Addressing Integration Error for Polygonal Finite Elements Through Polynomial Projections: A Patch Test Connection

TL;DR

This paper introduces a polynomial projection method to improve the polynomial consistency of polygonal finite elements, ensuring they pass the patch test and achieve optimal convergence rates with moderate computational cost.

Contribution

It proposes a novel polynomial projection technique inspired by mimetic finite differences to restore polynomial consistency in polygonal finite elements.

Findings

Restores polynomial consistency and patch test satisfaction.

Achieves optimal convergence rates with moderate integration points.
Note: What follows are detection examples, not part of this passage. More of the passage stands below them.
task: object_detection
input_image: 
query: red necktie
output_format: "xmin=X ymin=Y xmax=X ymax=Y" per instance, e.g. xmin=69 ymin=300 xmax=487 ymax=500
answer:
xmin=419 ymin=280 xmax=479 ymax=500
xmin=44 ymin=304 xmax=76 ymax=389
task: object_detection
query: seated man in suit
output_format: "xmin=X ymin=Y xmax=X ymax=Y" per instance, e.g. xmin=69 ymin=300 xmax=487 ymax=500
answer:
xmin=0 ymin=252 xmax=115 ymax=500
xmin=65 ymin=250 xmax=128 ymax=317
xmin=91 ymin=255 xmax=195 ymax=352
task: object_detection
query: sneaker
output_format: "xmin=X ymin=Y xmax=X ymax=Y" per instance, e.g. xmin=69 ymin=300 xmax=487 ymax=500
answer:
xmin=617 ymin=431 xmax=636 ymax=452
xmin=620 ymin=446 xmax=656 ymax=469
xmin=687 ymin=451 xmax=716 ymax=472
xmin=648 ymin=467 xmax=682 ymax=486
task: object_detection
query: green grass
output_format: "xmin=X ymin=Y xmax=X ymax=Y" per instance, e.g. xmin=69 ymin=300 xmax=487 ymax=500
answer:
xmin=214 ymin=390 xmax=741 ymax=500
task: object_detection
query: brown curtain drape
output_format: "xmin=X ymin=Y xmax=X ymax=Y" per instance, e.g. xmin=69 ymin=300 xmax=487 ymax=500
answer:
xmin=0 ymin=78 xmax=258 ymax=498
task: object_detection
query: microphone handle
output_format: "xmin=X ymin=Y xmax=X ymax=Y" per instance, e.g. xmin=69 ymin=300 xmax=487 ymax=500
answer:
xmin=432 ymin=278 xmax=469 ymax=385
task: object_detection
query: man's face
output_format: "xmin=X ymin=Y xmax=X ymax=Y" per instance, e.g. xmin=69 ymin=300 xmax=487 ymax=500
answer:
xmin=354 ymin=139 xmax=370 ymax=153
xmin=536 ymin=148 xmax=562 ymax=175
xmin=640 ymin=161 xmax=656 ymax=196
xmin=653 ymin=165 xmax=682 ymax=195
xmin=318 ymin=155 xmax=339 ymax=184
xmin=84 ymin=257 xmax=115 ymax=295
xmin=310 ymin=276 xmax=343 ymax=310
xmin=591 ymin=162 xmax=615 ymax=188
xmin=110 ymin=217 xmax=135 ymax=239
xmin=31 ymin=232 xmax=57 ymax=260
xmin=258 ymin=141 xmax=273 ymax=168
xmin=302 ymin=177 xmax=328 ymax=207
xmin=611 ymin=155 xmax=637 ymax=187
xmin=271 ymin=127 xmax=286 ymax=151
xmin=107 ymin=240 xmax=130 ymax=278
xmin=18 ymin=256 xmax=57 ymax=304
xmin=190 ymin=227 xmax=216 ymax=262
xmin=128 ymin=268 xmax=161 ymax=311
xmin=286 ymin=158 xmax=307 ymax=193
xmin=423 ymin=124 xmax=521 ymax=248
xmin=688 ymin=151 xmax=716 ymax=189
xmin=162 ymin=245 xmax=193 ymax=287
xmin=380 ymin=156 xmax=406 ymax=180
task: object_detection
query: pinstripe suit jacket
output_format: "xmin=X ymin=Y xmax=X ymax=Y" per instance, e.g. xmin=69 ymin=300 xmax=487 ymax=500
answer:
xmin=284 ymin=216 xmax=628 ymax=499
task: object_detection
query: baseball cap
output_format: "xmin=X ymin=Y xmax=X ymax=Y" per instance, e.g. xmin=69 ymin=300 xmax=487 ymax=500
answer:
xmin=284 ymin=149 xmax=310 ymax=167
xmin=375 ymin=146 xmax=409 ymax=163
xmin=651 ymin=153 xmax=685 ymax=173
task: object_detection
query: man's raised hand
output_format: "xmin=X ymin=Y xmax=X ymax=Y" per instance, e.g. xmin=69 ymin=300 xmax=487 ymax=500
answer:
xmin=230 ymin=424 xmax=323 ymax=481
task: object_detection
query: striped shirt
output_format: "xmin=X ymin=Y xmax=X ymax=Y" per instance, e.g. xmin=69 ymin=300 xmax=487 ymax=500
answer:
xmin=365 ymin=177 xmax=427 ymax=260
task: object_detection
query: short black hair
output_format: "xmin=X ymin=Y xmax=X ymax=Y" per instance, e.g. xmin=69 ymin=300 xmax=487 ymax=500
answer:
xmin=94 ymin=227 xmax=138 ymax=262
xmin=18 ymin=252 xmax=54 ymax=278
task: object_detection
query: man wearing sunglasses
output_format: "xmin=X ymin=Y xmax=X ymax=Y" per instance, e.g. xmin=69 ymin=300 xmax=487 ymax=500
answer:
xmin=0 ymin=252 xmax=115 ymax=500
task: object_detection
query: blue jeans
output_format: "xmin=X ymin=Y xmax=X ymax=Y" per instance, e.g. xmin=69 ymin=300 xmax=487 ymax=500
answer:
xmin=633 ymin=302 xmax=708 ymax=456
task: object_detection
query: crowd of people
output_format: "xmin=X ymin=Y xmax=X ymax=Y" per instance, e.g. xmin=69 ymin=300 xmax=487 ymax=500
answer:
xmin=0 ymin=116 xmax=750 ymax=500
Reduces computational cost to levels comparable with standard elements.

Abstract

Polygonal finite elements generally do not pass the patch test as a result of quadrature error in the evaluation of weak form integrals. In this work, we examine the consequences of lack of polynomial consistency and show that it can lead to a deterioration of convergence of the finite element solutions. We propose a general remedy, inspired by techniques in the recent literature of mimetic finite differences, for restoring consistency and thereby ensuring the satisfaction of the patch test and recovering optimal rates of convergence. The proposed approach, based on polynomial projections of the basis functions, allows for the use of moderate number of integration points and brings the computational cost of polygonal finite elements closer to that of the commonly used linear triangles and bilinear quadrilaterals. Numerical studies of a two-dimensional scalar diffusion problem accompany the theoretical considerations.